Water Splitting on Model-Composite La0.6Sr0.4FeO3-δ (LSF) Electrodes in H2/H2O Atmosphere
In the present contribution the electrode kinetics of the perovskite-type mixed conductor La0.6Sr0.4FeO3-δ (LSF) is investigated in H2/H2O atmosphere by means of impedance spectroscopy and the results are compared to the polarization resistance of LSF in O2 atmosphere. To compensate for the relatively low electronic conductivity of LSF under reducing conditions a sputter deposited Pt thin film grid was used as a current collector. Interestingly, the surface resistances of these model-composite electrodes in H2/H2O and O2 at 600 °C were virtually the same indicating a high electrochemical activity of the LSF surface when operated as SOFC anode.

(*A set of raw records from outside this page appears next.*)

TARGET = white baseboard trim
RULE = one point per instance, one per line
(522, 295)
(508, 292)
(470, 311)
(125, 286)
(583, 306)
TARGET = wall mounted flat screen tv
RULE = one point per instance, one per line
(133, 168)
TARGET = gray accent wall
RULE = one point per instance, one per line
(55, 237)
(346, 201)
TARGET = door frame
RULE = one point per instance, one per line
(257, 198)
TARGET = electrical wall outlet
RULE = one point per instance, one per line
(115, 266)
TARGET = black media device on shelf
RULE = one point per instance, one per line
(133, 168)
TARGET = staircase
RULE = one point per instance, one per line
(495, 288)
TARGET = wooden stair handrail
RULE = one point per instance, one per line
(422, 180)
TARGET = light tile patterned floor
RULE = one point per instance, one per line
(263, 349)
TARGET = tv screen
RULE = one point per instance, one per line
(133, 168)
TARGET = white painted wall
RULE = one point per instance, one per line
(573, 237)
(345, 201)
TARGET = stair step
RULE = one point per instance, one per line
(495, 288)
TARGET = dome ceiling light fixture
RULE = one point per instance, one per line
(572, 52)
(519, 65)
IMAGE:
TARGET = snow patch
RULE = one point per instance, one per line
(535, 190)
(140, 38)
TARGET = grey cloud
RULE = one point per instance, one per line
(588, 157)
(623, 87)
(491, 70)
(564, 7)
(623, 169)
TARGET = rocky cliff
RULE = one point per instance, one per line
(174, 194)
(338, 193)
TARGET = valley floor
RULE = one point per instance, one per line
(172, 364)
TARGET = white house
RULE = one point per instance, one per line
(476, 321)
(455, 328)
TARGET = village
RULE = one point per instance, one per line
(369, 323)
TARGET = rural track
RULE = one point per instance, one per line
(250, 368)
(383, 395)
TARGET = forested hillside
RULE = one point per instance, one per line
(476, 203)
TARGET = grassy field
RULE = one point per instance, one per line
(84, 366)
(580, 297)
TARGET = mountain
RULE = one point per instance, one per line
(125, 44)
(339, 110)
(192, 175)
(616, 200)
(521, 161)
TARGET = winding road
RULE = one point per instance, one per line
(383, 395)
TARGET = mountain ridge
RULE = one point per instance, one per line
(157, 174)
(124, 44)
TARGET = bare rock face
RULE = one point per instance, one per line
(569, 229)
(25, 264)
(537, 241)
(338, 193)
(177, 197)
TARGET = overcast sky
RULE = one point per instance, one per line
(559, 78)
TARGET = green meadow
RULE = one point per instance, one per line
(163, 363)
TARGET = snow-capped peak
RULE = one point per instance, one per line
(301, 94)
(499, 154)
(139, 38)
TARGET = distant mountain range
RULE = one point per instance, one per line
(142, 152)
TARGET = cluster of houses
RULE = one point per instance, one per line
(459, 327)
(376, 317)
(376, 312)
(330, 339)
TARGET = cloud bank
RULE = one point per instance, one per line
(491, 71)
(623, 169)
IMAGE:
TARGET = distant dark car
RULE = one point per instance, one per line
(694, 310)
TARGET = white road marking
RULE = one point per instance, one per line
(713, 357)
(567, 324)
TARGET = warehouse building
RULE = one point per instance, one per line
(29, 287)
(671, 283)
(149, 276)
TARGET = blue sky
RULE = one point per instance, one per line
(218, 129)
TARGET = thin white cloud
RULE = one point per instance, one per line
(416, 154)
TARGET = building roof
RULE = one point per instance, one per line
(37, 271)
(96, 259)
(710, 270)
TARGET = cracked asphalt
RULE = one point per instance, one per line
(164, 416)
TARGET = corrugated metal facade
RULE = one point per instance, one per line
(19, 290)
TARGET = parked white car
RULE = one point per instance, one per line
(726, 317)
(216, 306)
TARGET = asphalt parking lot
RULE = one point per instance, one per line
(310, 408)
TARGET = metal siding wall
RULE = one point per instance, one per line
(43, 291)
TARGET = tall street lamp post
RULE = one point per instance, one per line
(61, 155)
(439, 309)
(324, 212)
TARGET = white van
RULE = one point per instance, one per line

Moreover, synchrotron-based near-ambient-pressure X-ray photoelectron spectroscopy (NAP-XPS) and impedance spectroscopy experiments were conducted simultaneously on electrochemically polarized LSF electrodes. Of special interest was the effect of electrochemical polarization on the composition and valence states of near surface cations of the LSF electrodes. Under cathodic polarization the formation of near-surface metallic iron was observed, accompanied by a strong improvement of the electrode’s water splitting activity . This correlation of metal exsolution and electrochemical performance suggests a fundamentally different water splitting mechanism in presence of the metallic iron species and may provide new directions in the quest for novel mixed conducting SOEC cathodes for high-temperature electrochemical water splitting.